Como você explica a ascensão dos populistas?
AB. A crise do parlamentarismo fortalece as forças
nas extremidades da esquerda e da direita. Surgiu da contradição entre
a economia globalizada e
a política nacional. Ninguém sabe como resolver isso. Até agora, a
extrema direita se beneficiou da crise em todos os lugares. Nada vem da
extrema esquerda. Não há esperança revolucionária. A
social-democracia está em processo de dissolução. Os partidos comunistas
praticamente desapareceram. Somente na extrema direita surgiram movimentos
um tanto estruturados. É extremamente preocupante que políticos
como (Donald) Trump, (Matteo) Salvini e
(Jair) Bolsonaro cheguem ao
poder neste clima, assim como (Narendra) Modi na Índia, (Rodrigo)
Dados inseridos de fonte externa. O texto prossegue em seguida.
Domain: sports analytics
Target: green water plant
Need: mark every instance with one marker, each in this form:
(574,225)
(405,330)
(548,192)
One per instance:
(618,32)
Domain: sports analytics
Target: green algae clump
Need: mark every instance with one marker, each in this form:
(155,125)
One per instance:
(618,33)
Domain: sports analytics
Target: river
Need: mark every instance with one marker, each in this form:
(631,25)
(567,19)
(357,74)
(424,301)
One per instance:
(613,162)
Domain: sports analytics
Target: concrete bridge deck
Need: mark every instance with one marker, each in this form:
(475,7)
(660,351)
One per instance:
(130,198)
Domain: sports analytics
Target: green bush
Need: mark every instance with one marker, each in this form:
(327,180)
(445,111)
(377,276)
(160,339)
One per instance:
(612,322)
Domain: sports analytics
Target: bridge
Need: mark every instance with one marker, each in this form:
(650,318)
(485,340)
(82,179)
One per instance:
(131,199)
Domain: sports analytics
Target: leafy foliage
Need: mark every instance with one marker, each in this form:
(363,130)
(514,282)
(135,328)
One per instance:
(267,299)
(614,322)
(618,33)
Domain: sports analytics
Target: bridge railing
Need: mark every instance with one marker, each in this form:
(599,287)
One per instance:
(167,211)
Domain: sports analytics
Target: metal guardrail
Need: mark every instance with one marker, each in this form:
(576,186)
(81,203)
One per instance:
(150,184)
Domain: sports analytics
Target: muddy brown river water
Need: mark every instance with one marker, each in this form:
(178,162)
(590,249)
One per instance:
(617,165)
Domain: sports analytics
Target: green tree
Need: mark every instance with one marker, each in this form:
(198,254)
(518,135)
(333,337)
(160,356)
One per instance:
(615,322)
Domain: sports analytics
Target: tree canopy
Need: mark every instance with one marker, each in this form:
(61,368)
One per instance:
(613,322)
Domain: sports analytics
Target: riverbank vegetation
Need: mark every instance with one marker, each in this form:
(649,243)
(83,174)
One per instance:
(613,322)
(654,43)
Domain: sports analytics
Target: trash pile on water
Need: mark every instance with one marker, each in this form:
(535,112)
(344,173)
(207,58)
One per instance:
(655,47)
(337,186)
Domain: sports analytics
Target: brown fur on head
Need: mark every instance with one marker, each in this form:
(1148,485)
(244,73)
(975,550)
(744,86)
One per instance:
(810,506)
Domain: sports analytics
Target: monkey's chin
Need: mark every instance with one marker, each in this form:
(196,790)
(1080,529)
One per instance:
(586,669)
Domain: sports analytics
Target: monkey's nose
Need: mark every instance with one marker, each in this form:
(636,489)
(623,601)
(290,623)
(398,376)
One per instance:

Duterte nas Filipinas. Temos uma galeria maravilhosa de monstros políticos
lá.
P.
Eles atestam a existência de um “fascismo democrático”.
AB. Eles
foram eleitos e cumprem as regras do jogo: Trump quer ser reeleito. Se
você equiparar democracia a eleições livres, elas são democratas. Hitler e
Mussolini também foram eleitos. A visão de mundo de Trump e Bolsonaro são
de extrema direita. Eles são racistas e xenófobos, eles desprezam as mulheres. Eles representam um capitalismo
brutal. Seu culto à própria pessoa, seus discursos, sua vulgaridade e
principalmente sua hostilidade aos intelectuais são uma expressão do dogma
fascista. Dada a desintegração ideológica da esquerda, é bastante
questionável se existe um contramovimento nesse triunfo dos reacionários.
A
social-democracia está em processo de dissolução. Os partidos comunistas
praticamente desapareceram. Somente na extrema direita surgiram movimentos um
tanto estruturados. É extremamente preocupante que políticos como (Donald)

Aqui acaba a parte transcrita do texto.